Jewish Museum to Host New York Premiere of Lost Alfred Hitchcock Holocaust Documentary
The Museum of Jewish Heritage is set to host the New York City premiere of a lost Holocaust documentary by legendary Hollywood director Alfred Hitchcock on Tuesday.
German Concentration Camps Factual Survey was filmed in 1945, but only completed in 2014. It compiles footage, documented by Allied troops and newsreel cameramen, of the horrific scenes British troops discovered when they liberated the Bergen-Belsen concentration camp in April 1945. The documentary was initially intended to prompt the German public to condemn the Nazis, and to document their crimes, according to the museum.
Director Sidney Bernstein, who served as chief of the Film Division of the Psychological Warfare Division of the Allied Expeditionary Force, initiated and fought for the production of the documentary. Hitchcock spent a month overseeing the editing of the film but Bernstein described him as the movie’s “director.”
Ultimately, the film was shelved in the fall of 1945 “as geo-political forces changed priorities,” according to Jane Wells, Bernstein’s daughter. She explained, “Witnesses, cameramen and documentarians were silenced, both by official mandate and by what I would call PTSD.”
In 2014, the film was digitized by the Imperial War Museums in London and fully restored exactly as intended by its directors. Wells said the film’s restoration, “brings a 21st century viewer face to face with irrefutable visual evidence of atrocities as if they had happened yesterday.”
“Sequences showing Adolf Hitler are so strikingly ‘fresh’ and clear that one can see sweat dripping down his face. He is brought to life anew,” she said. “The concentration camp footage is brutally real.
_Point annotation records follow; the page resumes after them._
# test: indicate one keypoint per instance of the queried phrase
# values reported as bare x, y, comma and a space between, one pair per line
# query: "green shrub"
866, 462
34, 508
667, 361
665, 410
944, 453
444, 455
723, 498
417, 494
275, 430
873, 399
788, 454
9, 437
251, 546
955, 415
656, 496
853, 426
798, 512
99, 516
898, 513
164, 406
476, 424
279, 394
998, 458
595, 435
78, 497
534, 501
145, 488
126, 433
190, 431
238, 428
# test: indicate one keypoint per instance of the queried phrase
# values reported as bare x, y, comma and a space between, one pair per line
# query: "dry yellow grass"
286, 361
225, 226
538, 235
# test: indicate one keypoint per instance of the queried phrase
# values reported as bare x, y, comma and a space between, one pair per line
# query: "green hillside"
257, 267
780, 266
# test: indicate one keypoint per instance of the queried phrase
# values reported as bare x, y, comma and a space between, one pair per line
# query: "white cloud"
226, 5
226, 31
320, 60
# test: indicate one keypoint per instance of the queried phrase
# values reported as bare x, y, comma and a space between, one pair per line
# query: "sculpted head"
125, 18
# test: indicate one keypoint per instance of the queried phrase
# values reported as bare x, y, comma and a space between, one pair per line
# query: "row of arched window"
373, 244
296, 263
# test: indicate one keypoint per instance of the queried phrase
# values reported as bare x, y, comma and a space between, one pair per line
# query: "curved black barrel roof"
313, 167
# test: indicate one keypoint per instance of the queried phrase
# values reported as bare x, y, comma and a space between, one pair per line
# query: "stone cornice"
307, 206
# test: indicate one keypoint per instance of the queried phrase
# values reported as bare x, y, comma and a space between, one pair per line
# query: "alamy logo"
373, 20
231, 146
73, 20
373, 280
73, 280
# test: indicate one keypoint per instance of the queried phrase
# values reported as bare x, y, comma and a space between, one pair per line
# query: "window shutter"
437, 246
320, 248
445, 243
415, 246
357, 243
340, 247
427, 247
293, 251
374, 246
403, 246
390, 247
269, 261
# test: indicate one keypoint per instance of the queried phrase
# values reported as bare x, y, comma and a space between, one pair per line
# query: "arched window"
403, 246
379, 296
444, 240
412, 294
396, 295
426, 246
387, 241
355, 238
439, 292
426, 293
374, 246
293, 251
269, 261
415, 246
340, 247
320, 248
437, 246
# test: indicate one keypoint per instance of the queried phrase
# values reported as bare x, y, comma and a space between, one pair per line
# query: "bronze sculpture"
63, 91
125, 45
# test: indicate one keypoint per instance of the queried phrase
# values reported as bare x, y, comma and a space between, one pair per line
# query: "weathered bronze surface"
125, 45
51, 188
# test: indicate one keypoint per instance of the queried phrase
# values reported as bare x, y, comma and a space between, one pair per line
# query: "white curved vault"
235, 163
The filmmaking is skilled and under the influence of Alfred Hitchcock is careful to employ techniques that would refute accusations that the atrocities they document did not happen.”
Following the screening on Tuesday there will be a discussion with Wells and New York Times columnist Roger Cohen. The film and its story inspired Wells to create 3Generations, an organization whose mission is to help survivors of atrocities tell their stories to the world through film.